3. The nursing staff did not consistently document the meal intakes for Patient 3.
These failures had the potential for unsafe care to the patient.
Findings:
On 8/22/24, Patient 3's medical record was reviewed with the Clinical Nursing Director and Licensing Coordinator. Patient 3's medical record showed Patient 3 was admitted to the hospital on 1/26/24.
1. On 8/22/24 at 1035 hours, an observation of Patient 3's fingernails and toenails was conducted with RN 1. The patient's nails were thick and yellowish. The patient's left hand was contracted, and the fingernails were curved to the palm. RN 1 was asked to measure the patient's fingernails and toenails. The patient's left 3rd fingernail measured 12 mm from the tip of the finger to the edge of the nail.
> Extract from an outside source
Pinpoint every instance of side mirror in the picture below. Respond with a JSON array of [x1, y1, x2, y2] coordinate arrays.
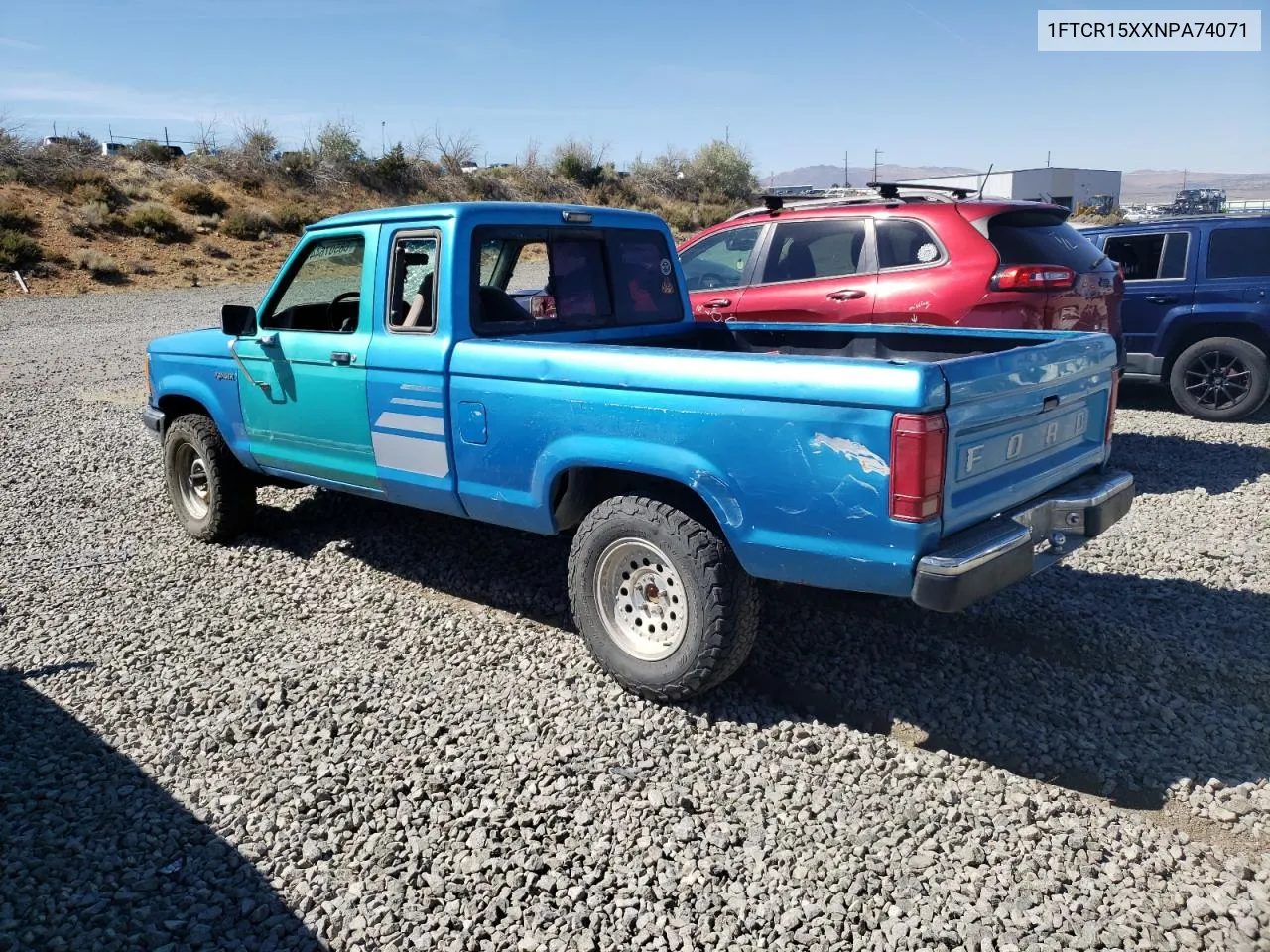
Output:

The patient's right and left big toenails measured 5 mm from the tip of the finger to the edge of the nail.
On 8/22/24 at 1116 hours, RN 1 was interviewed. When asked, RN 1 stated if a patient's nails were long, the RN would notify the provider, and many times, it was the NP who would cut the patient's nails. When asked, RN 1 stated she was not aware if anyone had notified the provider of the patient's long nails.
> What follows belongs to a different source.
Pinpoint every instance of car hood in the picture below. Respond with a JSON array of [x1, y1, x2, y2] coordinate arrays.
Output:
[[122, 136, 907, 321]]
Further review of Patient 3's medical record failed to show the documentation on the nail care.
On 8/22/24 at 1440 hours, during interview with Nurse Manager 1, Nurse Manager 1 stated Patient 3 was in the Medical Surgical Unit, and the physician should cut the patient nails. However, when the patient was transferred to the Behavior Unit on 6/6/24, the information that the physician would cut the patient's nails was not communicated to the Behavior Unit.
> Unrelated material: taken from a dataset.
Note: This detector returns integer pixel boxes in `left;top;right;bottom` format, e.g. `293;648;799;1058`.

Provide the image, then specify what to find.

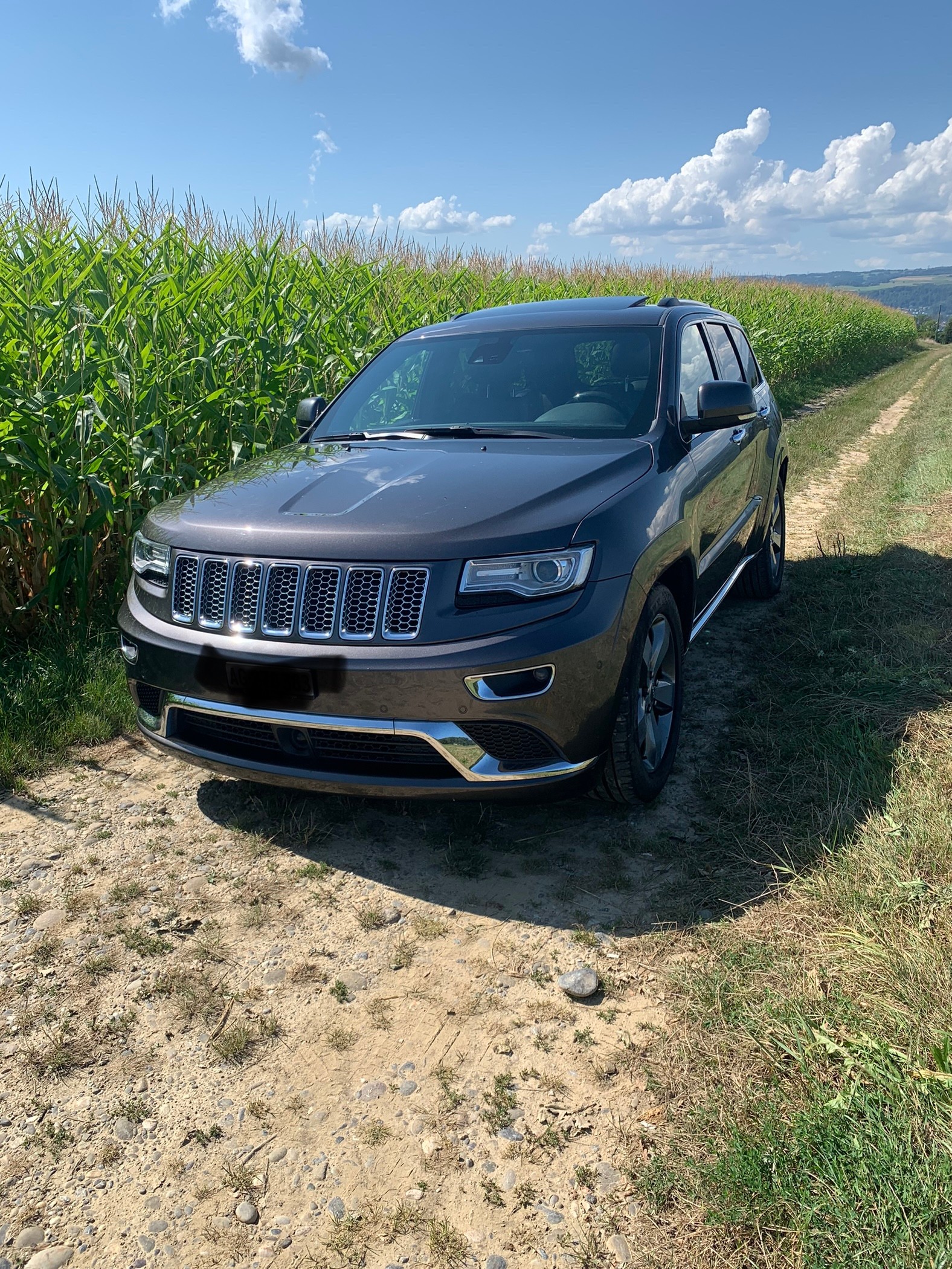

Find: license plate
227;661;317;702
2. Review of the hospital's Nursing Clinical Standard titled Physiologic Monitoring/Hygiene/Comfort- Adult Acute Care Units dated December 2021 showed to weight the patient upon admission and weekly (i.e. every Tuesday).
Patient 3's weight records from 6/1 to 8/22/24 were requested.
Review of the weight records showed the following:
* On 6/4/24 at 0600 hours, Patient 3's weight was 64.2 kg.
* On 8/20/24 at 0536 hours, Patient 3's weight was 69 kg.
Further review of Patient 3's medical record failed to show Patient 3's weights were recorded weekly from 6/24 to 8/20/24, as per the hospital's Nursing Clinical Standard.
3. Review of the hospital's Nursing Clinical Standard titled Physiologic Monitoring/Hygiene/Comfort- Adult Acute Care Units dated December 2021 showed to assess the intake and output totals at a minimum of every eight hours.
The random dates were selected to review Patient 3's meal intakes. Review of the meal intakes showed the following:
* On 6/1/24, there was no documentation of the meal intakes for breakfast, lunch, and dinner.
* On 6/2/24, there was no documentation of the meal intakes for lunch and dinner.
* On 6/3/24, there was no documentation of the meal intake for dinner.
* On 7/21/24, there was no documentation of the meal intake for dinner.
* On 7/22/24, there was no documentation of the meal intakes for breakfast and lunch.
* On 8/2/24, there was no documentation of the meal intake for dinner.
* On 8/3/24, there was no documentation of the meal intakes for lunch and dinner.
On 8/22/24 at 1427 hours, the Clinical Nursing Director verified the above findings.